Vatican City, . (AKI) – A delegation of Chaldean bishops launched an appeal to Pope Benedict XVI on Thursday to call for a general synod or church council to create a strategy to prevent Christians from leaving the region.
“The Holy See should think of a general synod for the Middle East for these Christians as these already take place in Asia, Africa and Latin America,” said the Chaldean archbishop of the Iraqi city of Kirkuk Luis Sako.
Sako said the church should deal with this problem rapidly before all Christians leave the region.
It is urgent “that the church takes a clear position in regards to the problems, (of the Christian community in the Middle East) otherwise Christians will leave this land,” said Sako.
Sako also stressed that all “Eastern” churches work together with the Vatican to look at issues such as interfaith dialogue with Islam and the role of Christians in politics among others.

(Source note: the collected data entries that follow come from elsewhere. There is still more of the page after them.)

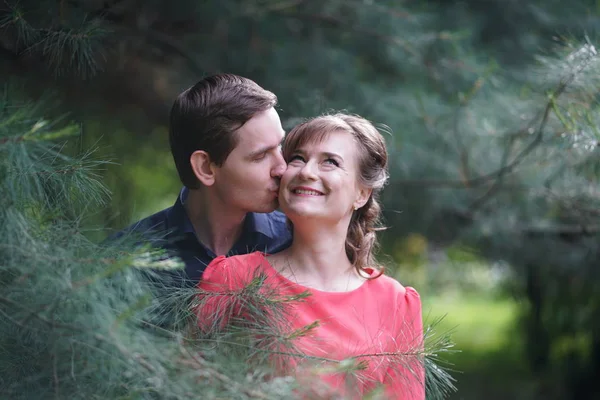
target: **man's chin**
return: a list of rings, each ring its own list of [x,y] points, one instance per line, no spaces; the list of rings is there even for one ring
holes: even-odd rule
[[[277,199],[275,199],[275,201],[271,201],[268,205],[264,205],[263,207],[257,207],[256,211],[254,212],[266,214],[277,210],[278,207],[279,202],[277,201]]]

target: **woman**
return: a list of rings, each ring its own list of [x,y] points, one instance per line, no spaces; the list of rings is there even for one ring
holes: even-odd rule
[[[216,258],[199,285],[208,299],[200,323],[214,326],[216,315],[250,318],[240,302],[231,307],[230,294],[261,275],[262,291],[293,299],[308,294],[290,303],[286,314],[287,329],[295,332],[288,337],[308,358],[278,357],[278,368],[284,369],[284,359],[303,376],[315,362],[328,366],[317,370],[321,380],[353,398],[383,386],[388,398],[424,399],[419,295],[383,275],[372,253],[377,195],[387,180],[383,137],[361,117],[326,115],[295,127],[283,153],[288,168],[279,203],[292,224],[293,243],[277,254]],[[347,359],[359,367],[342,371],[346,364],[336,361]]]

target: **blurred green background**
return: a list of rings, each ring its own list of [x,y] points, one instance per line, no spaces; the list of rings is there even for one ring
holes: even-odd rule
[[[453,399],[600,398],[595,0],[6,1],[0,76],[113,161],[97,240],[171,205],[176,95],[249,77],[286,129],[329,110],[390,152],[380,259],[443,316]]]

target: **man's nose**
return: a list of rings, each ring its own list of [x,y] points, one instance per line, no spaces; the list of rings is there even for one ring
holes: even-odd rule
[[[273,166],[273,168],[271,168],[271,176],[273,178],[281,178],[281,176],[287,169],[287,164],[285,163],[283,155],[280,152],[277,153],[275,160],[275,165]]]

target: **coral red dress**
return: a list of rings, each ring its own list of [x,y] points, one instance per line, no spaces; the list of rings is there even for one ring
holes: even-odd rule
[[[203,291],[213,292],[200,295],[205,297],[198,311],[199,324],[214,323],[215,315],[223,315],[232,291],[257,277],[264,279],[260,291],[275,289],[279,298],[309,294],[291,302],[286,314],[287,328],[292,331],[318,321],[316,328],[294,339],[295,348],[312,357],[299,361],[286,356],[288,367],[296,369],[300,380],[316,373],[325,386],[351,398],[362,398],[374,389],[391,399],[425,398],[421,300],[413,288],[382,275],[349,292],[323,292],[282,276],[263,253],[220,256],[206,268],[199,283]],[[348,358],[360,362],[362,368],[344,372],[331,361]]]

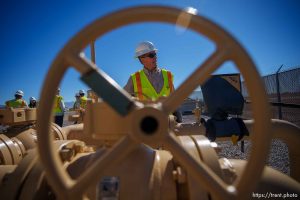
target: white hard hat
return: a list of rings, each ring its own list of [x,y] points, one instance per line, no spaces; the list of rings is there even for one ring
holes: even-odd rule
[[[18,90],[15,95],[24,96],[24,92],[22,90]]]
[[[34,97],[30,97],[29,101],[36,101],[36,99]]]
[[[79,94],[84,94],[84,90],[79,90]]]
[[[151,51],[157,51],[157,49],[154,47],[154,44],[152,42],[149,41],[141,42],[135,49],[135,57],[136,58],[140,57],[141,55],[144,55]]]
[[[75,97],[80,97],[80,94],[79,94],[79,93],[76,93],[76,94],[75,94]]]

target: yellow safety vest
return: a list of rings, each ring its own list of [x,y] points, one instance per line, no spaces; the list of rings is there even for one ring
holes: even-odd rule
[[[131,74],[134,93],[137,94],[139,100],[145,100],[149,98],[151,100],[156,100],[162,96],[169,96],[169,94],[174,91],[172,73],[165,69],[162,69],[161,71],[164,79],[164,85],[160,93],[157,93],[153,88],[144,70],[139,70],[138,72]]]
[[[24,108],[27,105],[24,99],[12,99],[6,101],[5,104],[9,108]]]
[[[85,109],[87,103],[87,98],[85,96],[80,97],[80,108]]]
[[[55,96],[55,100],[54,100],[54,108],[53,108],[53,112],[55,114],[60,114],[63,113],[63,110],[60,108],[60,102],[63,100],[62,96],[56,95]]]

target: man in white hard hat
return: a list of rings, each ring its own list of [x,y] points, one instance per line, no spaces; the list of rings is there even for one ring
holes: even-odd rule
[[[157,66],[157,49],[154,44],[149,41],[138,44],[135,57],[144,67],[131,74],[124,89],[139,100],[169,96],[174,91],[173,74]],[[181,122],[181,113],[176,111],[174,114],[177,121]]]
[[[27,108],[28,106],[23,96],[24,92],[22,90],[16,91],[15,99],[5,102],[6,108]]]
[[[80,90],[80,91],[84,92],[82,90]],[[75,94],[75,102],[73,104],[73,111],[75,111],[76,114],[79,114],[79,118],[78,118],[78,120],[74,121],[74,124],[78,124],[78,123],[82,122],[83,121],[83,119],[82,119],[83,112],[82,111],[84,111],[84,110],[81,109],[81,107],[80,107],[80,94],[79,94],[79,92],[77,92]]]
[[[65,103],[63,97],[60,95],[60,88],[57,89],[57,93],[54,100],[53,112],[55,124],[62,127],[64,122]]]
[[[82,111],[85,111],[86,104],[87,104],[87,98],[85,96],[85,91],[84,90],[79,90],[79,102],[80,102],[80,108]]]

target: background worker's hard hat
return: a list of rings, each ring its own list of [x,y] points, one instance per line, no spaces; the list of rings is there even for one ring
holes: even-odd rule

“We need the closeness of the church. We have the feeling of being isolated and forgotten,” he said.
Sako also said the church should make its presence felt in the area, something that Muslims also benefit from.
“There is an absence of the church in the area. We need to remember that the church is not only prayer and liturgy.
“Even our Muslim brothers expect something from us, and we are there to help them understand pluralism,” he said.
On behalf of the rest of the delegation, Sako said the problems of the Christians are the same in Lebanon and Palestine. For this reason, all bishops from the region – with the help of the Vatican – must tackle a series of issues together, he argued.
Sako concluded by saying that in the last few years, there has been more than 500 Iraqi Christian ‘martyrs’ who have been killed.
The delegation was composed of the deputy Chaldean bishop of Baghdad, Shlemon Warduni, and two Syriac-Catholic Iraqi bishops, Georges Casmoussa and Matti Matoka.
The Chaldean Catholic Church is one of the oldest Christian churches in the world, but hundreds of thousands of Christians have been forced to flee Iraq to escape the violence and the economic crisis caused by the war.